Hello Colleagues,

I am planning to use DC-coupled differential output passive interface of DDS AD9958 to driving analog multiplier or mixer.

My question is:

How to calculate common-mode voltage at the outputs of a AD9958 DAC at a given load resistors ?

Sincerely yours,

Vlad Brusilovsky

Hello Vlad,

The DAC output is a current source and its full scale current is set by the Rset value. The full-scale current is inversely proportional to the Rset resistor as follows: Rset = 18.91 / Iout (full scale current) The maximum full-scale output current of the combined DAC outputs is 15 mA, but limiting the output to 10 mA max provides optimal spurious-free dynamic range (SFDR) performance. See page 18 for more details

To calculate the peak to peak voltage at the complementary DAC outputs, simply multiply the full scale current by the equivalent output load. Note, the DAC outputs are open drain and must be dc terminated for current flow. Whatever output network is used (termination resistors + filter + transformer, etc) the equivalent load must be used for the peak to peak voltage (Vpp) calculation. Again, Vpp = full scale current * equivalent load. For instance, say there's two 50 ohm output termination resistors at the DAC driving a differential filter with a 100 ohms at the output of the

filter. The equilvalent load at each DAC output is 25 ohms.

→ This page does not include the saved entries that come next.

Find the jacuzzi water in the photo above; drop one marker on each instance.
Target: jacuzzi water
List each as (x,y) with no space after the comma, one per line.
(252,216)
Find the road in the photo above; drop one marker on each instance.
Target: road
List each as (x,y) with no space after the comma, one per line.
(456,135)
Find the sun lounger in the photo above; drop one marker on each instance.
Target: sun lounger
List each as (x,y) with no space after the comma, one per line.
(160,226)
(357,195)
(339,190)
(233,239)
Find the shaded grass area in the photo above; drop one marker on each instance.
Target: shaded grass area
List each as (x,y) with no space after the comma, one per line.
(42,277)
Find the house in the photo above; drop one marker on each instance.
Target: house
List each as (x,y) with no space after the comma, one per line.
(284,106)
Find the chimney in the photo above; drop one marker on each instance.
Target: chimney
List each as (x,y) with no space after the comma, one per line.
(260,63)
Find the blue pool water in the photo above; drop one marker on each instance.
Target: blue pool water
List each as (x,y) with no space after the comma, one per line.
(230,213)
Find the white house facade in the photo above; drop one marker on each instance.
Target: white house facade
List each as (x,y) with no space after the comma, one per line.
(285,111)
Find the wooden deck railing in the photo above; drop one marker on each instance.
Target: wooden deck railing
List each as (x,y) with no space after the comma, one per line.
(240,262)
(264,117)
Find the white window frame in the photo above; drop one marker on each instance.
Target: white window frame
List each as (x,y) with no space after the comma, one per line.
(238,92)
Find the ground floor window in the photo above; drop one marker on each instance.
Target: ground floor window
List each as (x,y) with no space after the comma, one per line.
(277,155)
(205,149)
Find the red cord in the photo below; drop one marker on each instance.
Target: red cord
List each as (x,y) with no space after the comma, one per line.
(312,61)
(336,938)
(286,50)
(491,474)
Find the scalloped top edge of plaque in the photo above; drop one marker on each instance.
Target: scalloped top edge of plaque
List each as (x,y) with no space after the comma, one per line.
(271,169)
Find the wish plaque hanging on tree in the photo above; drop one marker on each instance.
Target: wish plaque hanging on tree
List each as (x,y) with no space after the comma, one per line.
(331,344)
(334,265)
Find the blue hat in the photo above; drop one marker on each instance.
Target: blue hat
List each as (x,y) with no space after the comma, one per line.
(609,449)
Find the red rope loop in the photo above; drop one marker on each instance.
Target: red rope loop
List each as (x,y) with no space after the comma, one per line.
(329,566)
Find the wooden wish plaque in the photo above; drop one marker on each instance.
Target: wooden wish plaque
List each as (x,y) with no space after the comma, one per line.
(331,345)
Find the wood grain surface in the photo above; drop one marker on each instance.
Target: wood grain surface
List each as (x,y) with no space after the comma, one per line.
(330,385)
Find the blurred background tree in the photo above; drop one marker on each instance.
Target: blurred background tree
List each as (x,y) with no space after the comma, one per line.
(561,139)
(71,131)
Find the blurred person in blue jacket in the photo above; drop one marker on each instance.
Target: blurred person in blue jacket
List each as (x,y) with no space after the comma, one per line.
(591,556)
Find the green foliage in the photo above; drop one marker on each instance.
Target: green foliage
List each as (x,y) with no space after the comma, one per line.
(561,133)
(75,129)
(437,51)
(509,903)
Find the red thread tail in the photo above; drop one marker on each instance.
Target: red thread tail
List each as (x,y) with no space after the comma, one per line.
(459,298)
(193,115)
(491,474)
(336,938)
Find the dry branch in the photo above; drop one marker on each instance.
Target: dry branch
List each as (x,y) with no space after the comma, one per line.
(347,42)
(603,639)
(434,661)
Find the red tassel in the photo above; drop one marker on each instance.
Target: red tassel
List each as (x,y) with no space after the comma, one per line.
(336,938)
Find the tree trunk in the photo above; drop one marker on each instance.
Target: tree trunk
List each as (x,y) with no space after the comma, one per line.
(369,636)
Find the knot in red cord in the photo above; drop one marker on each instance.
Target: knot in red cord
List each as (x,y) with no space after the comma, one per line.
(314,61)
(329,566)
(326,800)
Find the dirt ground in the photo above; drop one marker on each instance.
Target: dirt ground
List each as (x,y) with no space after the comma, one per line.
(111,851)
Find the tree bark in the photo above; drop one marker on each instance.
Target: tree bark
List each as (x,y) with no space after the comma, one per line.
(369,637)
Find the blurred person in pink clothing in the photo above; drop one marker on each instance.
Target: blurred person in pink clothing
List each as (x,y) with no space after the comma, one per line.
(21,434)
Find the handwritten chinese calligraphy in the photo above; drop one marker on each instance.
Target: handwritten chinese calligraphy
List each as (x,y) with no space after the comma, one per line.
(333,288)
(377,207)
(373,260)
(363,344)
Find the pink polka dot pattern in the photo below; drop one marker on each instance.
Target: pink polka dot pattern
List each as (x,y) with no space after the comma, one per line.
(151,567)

Since the AD9958's DAC outputs are referenced to AVDD (current sinking DAC), not ground (current sourcing DAC), the output common mode voltage for both outputs is (AVDD - Vpp/2). Note, if the DAC outputs are terminated into a transformer or inductors reference to AVDD, the DAC output will swing about AVDD. In that case, the common mode voltage is AVDD.

Hope this helps.